My packed weekend, of very ordinary activities, gave me perspective of what life should be. My desire is to be productive most of the day, but the reality is that I have to push myself to accomplish a few things, feel drained by dinner time, and finally plop in front of a screen panting for breath. Then many days after I realize that my evenings have not provided value for me. I lick my wounds by saying that it is okay to relax, and try harder the next day to just get the same result.
I have spoken before about intrinsically wanting to live like a couch potato while also wanting to get stuff done. I have referred to dedicating only 10 minutes to your desired task in order to keep yourself going. I have previously realized how doing nothing is just counterproductive because while I think that I am relaxing, I remain empty handed for my battle the next day. What I had not realized was that there was a missing piece in the puzzle. Due to the age of my little one, the pandemic, and to be honest my inclination to be home, I was working on growth fueled by my desire only, and not using the resource of support of those around me.

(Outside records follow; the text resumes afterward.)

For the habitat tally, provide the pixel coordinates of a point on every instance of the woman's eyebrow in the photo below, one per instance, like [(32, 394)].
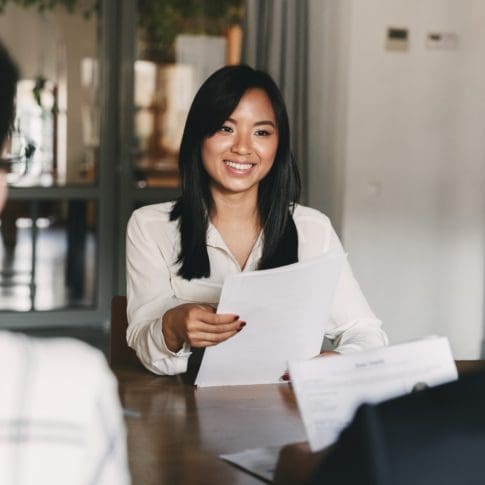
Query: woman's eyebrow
[(258, 123)]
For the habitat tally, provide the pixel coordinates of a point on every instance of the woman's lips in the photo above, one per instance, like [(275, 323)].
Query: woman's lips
[(241, 167)]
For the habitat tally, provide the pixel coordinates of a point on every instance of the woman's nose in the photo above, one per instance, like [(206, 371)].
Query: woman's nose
[(242, 144)]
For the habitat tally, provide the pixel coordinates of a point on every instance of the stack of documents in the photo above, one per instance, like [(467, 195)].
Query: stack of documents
[(286, 310), (330, 389)]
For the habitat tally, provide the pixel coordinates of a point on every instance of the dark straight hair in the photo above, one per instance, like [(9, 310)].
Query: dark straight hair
[(8, 86), (278, 192)]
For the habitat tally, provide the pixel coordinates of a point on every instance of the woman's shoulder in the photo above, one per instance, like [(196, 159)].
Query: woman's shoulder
[(153, 212)]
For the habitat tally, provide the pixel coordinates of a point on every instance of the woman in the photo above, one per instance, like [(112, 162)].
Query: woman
[(238, 212)]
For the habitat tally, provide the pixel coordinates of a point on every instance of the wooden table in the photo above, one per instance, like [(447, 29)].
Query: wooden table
[(181, 430)]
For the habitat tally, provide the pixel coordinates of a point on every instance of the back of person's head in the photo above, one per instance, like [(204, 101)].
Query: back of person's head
[(8, 83)]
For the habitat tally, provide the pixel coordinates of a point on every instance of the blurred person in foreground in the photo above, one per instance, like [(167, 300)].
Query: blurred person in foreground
[(61, 421)]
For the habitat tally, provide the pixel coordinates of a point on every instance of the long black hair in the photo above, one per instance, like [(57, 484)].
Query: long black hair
[(8, 83), (278, 192)]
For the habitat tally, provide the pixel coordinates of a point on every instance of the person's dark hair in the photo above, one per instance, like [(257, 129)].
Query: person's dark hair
[(278, 192), (8, 83)]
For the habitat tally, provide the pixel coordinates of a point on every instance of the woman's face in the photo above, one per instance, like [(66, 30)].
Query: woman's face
[(241, 153)]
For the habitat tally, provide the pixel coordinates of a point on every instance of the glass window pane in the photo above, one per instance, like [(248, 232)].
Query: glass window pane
[(179, 44), (48, 255), (57, 108)]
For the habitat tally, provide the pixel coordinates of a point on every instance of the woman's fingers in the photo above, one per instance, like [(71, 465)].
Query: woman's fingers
[(204, 334), (209, 339)]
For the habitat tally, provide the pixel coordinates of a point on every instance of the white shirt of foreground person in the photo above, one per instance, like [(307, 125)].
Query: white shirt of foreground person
[(153, 286), (60, 417)]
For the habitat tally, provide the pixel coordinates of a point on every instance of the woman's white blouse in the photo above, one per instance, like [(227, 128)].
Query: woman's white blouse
[(153, 286)]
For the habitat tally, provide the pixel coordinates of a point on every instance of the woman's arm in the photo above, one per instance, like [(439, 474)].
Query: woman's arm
[(352, 324), (162, 328), (150, 294)]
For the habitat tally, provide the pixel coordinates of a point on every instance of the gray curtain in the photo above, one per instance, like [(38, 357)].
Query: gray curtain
[(276, 41)]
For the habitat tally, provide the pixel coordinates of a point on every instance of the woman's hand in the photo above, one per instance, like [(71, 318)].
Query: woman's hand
[(198, 325)]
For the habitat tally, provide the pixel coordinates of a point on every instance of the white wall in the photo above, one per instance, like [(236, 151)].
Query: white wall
[(412, 152)]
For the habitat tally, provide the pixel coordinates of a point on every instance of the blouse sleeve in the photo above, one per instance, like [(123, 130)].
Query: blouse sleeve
[(150, 295), (352, 325)]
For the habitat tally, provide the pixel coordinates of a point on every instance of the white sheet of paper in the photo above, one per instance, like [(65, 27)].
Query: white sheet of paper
[(330, 389), (286, 310), (258, 461)]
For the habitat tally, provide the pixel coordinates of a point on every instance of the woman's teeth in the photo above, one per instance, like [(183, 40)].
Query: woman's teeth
[(238, 166)]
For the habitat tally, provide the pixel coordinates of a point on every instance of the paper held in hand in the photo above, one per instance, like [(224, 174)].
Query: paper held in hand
[(286, 310), (330, 389)]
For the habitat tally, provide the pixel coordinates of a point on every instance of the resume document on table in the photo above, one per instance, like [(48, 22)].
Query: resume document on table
[(286, 310), (330, 389)]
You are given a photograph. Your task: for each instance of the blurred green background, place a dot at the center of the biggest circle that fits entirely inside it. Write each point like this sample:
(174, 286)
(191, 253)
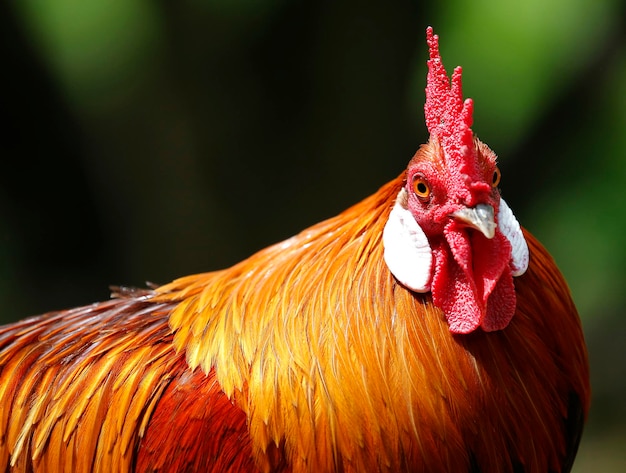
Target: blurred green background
(147, 140)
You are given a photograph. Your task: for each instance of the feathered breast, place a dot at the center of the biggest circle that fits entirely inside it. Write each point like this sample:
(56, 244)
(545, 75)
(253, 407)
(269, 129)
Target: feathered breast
(330, 357)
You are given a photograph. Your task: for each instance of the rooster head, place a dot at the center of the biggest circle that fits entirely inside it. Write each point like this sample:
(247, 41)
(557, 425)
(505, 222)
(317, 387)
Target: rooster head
(450, 232)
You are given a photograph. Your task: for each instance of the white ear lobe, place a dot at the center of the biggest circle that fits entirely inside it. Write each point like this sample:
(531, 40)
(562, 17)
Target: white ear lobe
(407, 252)
(510, 228)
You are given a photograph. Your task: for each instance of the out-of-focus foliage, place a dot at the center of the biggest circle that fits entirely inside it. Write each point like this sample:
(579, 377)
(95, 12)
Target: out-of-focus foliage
(148, 140)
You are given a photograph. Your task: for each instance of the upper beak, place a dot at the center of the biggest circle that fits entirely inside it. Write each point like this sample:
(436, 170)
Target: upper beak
(480, 217)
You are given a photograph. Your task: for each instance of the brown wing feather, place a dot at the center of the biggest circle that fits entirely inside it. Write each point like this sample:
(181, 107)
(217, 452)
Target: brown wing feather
(331, 364)
(353, 372)
(80, 390)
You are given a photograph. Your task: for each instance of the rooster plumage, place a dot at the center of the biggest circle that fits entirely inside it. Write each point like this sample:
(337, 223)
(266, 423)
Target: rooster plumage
(312, 356)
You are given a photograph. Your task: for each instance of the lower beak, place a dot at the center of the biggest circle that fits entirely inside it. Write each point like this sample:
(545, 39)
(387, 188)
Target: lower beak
(480, 218)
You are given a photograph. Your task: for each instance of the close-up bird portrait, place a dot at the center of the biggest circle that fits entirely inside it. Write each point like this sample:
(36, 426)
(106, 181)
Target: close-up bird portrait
(424, 328)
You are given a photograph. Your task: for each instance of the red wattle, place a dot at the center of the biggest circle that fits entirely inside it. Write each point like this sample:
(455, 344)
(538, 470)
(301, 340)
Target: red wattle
(472, 281)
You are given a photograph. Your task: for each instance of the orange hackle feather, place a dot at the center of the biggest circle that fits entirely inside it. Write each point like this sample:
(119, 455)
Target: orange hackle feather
(306, 357)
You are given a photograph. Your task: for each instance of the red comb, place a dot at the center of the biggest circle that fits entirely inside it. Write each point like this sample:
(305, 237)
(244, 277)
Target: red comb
(448, 117)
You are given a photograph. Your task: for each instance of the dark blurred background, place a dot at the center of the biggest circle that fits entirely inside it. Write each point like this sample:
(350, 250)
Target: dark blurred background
(142, 141)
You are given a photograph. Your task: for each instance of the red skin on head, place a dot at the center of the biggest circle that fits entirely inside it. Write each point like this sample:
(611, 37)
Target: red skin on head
(472, 281)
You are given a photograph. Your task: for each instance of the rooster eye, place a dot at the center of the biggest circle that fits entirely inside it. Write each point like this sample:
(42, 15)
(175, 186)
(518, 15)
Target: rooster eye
(421, 187)
(495, 180)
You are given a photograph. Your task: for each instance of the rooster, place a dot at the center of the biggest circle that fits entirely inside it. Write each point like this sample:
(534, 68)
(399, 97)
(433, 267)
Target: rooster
(421, 330)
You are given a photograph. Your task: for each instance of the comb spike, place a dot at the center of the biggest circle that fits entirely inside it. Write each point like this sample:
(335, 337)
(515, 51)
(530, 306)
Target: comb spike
(448, 116)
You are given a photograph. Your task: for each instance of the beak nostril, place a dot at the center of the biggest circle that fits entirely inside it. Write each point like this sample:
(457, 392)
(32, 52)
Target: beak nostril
(481, 218)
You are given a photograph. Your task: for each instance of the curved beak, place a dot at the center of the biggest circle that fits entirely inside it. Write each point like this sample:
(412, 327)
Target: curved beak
(480, 218)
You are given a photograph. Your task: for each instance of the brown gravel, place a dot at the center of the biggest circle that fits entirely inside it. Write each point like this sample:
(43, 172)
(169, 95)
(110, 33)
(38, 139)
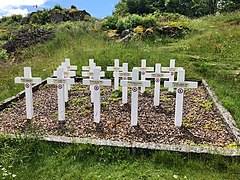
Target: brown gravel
(202, 123)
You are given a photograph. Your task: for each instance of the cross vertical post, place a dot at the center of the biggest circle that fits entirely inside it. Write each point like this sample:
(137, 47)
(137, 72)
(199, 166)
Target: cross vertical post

I believe in the power of community, but one has to leverage it to experience it. Leaving the house, being surrounded by people and connecting with others energized me. My time was not spent living in a fictional set or scrolling the night away. I was in a comfortable setting with others and enjoyed myself to the extent that Monday came around and I was ready to start the week.
Productivity needs different elements in order to bloom. Our desire isn’t enough. Our planning tools aren’t enough. We also need to be energized in order to push forward. Now, we have to find where that energy comes from. I can say that having every weekend like the one referenced would actually make me not want to see people for a while. However, spending time with others helped me get out of myself to learn about what is going on in the life of those I care about, also to discuss the things that are important to all of us, and just pass time together. I was sharing my free time with others and in return was able to celebrate people, share my parenting responsibilities, and get fed (always a win!). It got a great return on my investment.
When we are burnt out, which perfectly describes my state as of late, we want to run for the hills with an umbrella drink and don’t come back for a while. Those periods are most certainly needed, but we might not have to go that far for a long time. A day doing an activity we enjoy, or spent at the beach with a friend, or cooking a delicious meal, can feed our groove and help us keep going. Find your energy source and keep it close.